A multi-disciplinary reference group has been brought together by the Health Department, to inform and support a process under which eligible midwives (ie midwives who have a notation on their registration that they are eligible for Medicare*) will be able to attend women privately in public hospitals.

This action by the State Health Department is an outcome of the [Federal government's] National Maternity Services Plan, which requires “... jurisdictions (to) develop consistent approaches to the provision of clinical privileges within public maternity services, to enable admitting and practice rights for eligible midwives and medical practitioners ...”

There are many details to be worked through, and of course the issues for rural/regional hospitals are often different from the big metro hospitals. Of particular interest to all concerned is the development of a process whereby a midwife has is able to book and admit a woman privately to hospital, attend her for antenatal care, and for birth in the hospital, and postnatal care in the hospital and the woman's home. The process would require the midwife to have a clear arrangement for referral to an obstetrician if indicated. Since most public maternity services have obstetricians and GP-obs covering the service on a roster system, the midwife and her client need to tap into that process of cover.

Hospitals have processes in place for 'credentialling' visiting medical officers.  Processes that are set up for midwives will be consistent with those for other health professionals.   When a woman is admitted as a patient of a private obstetrician, the hospital provides midwives and other staff and services that are considered necessary to enable appropriate care.  This is also the expectation of midwives.  We anticipate having access to the full range of services and personnel within the hospital's operating systems.

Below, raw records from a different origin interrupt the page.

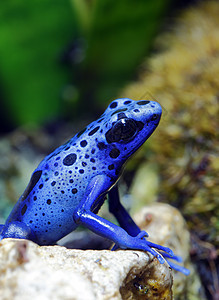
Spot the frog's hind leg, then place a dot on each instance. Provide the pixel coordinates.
(126, 222)
(17, 230)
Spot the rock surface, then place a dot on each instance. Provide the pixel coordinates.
(166, 226)
(28, 271)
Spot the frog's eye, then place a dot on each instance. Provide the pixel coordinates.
(123, 130)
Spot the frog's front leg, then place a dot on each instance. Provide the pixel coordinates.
(121, 214)
(84, 216)
(17, 230)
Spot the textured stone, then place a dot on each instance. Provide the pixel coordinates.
(28, 271)
(166, 226)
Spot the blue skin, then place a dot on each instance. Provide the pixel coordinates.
(69, 186)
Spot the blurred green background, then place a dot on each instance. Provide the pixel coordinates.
(59, 58)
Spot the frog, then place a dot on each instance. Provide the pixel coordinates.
(70, 185)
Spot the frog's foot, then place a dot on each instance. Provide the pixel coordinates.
(17, 230)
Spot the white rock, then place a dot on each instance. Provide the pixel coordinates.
(28, 271)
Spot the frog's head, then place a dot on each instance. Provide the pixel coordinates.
(130, 123)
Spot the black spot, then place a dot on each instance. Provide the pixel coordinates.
(154, 117)
(23, 210)
(144, 102)
(117, 172)
(81, 132)
(114, 153)
(101, 146)
(127, 102)
(94, 131)
(83, 143)
(74, 191)
(33, 181)
(113, 105)
(70, 159)
(111, 167)
(121, 116)
(119, 110)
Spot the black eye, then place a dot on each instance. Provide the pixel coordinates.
(122, 130)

Midwives have been asked if they are also pursuing visiting access in private maternity hospitals. This option would fit quite well with the legislation, National Health (Collaborative arrangements for midwives) Determination 2010. However, anecdotal reports from midwives who have considered this option lead us to doubt that private hospitals or the obstetricians who work in them will welcome collaborative arrangements with midwives for midwife-attended births. One concern is that Dr A might be very happy to work with Midwife B, but Dr A works only 1 weekend in 3, and Dr A's colleagues, Drs C and D, do not agree to a collaborative arrangement with Midwife B.

Midwives, hospitals, and government face a complex and multi-faceted area of endeavour as we proceed along the road to visiting access to public hospitals.  We know that it can be done.  Midwives in New Zealand, Canada, the UK, and many European countries have access to hospitals as well as homes.  The goal is that the woman and her baby have the opportunity to receive consistent expert care from a known and trusted midwife, who is able to provide primary maternity care in any setting.

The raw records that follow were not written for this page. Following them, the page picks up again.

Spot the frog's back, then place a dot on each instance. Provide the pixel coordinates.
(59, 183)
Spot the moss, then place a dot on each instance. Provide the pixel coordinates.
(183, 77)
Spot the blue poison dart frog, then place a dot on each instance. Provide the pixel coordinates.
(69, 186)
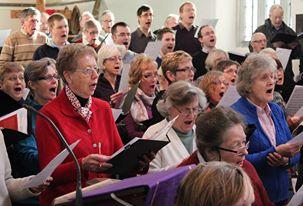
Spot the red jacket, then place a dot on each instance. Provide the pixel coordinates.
(101, 128)
(261, 197)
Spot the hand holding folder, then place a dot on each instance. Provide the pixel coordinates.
(126, 160)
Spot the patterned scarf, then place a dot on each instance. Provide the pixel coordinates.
(83, 111)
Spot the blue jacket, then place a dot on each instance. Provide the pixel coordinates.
(275, 179)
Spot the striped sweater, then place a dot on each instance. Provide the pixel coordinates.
(19, 47)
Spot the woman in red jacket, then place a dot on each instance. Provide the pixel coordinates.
(220, 137)
(78, 116)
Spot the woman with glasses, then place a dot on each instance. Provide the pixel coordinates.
(110, 61)
(186, 101)
(221, 137)
(143, 69)
(42, 79)
(78, 116)
(215, 184)
(214, 85)
(268, 151)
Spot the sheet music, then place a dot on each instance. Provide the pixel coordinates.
(124, 78)
(283, 55)
(299, 112)
(153, 49)
(230, 97)
(297, 140)
(116, 113)
(3, 35)
(50, 168)
(295, 101)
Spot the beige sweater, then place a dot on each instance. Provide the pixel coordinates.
(19, 47)
(10, 188)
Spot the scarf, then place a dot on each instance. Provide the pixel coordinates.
(138, 109)
(83, 111)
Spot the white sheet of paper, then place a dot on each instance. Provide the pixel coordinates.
(211, 22)
(116, 113)
(21, 119)
(50, 168)
(153, 49)
(230, 97)
(3, 35)
(283, 55)
(299, 112)
(124, 78)
(298, 140)
(295, 66)
(295, 101)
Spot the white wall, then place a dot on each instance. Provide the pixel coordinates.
(296, 8)
(125, 10)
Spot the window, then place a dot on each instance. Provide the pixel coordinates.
(252, 13)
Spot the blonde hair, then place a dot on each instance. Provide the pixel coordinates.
(172, 60)
(216, 184)
(135, 72)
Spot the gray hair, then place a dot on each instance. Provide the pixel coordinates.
(250, 70)
(178, 94)
(30, 11)
(105, 52)
(274, 7)
(269, 52)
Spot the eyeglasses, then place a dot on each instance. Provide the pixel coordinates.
(219, 82)
(123, 35)
(49, 78)
(260, 41)
(147, 15)
(187, 69)
(114, 58)
(187, 112)
(92, 32)
(89, 71)
(149, 75)
(16, 77)
(237, 150)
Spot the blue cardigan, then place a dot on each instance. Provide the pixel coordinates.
(275, 179)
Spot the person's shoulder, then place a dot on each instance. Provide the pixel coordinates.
(101, 104)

* eligibility includes access to PBS, the Pharmaceutical Benefits Scheme, by which midwives will be able to prescribe certain medicines.  Before this reform can be realised in Victoria, legislative reform is required to the Drugs, Poisons and Controlled Substances Act.  Eligible midwives are required to sign an undertaking that they will complete a course of study in prescribing/medication management for midwives within 18 months of having the notation on the register.  To date there is no course approved by the regulatory body for this purpose.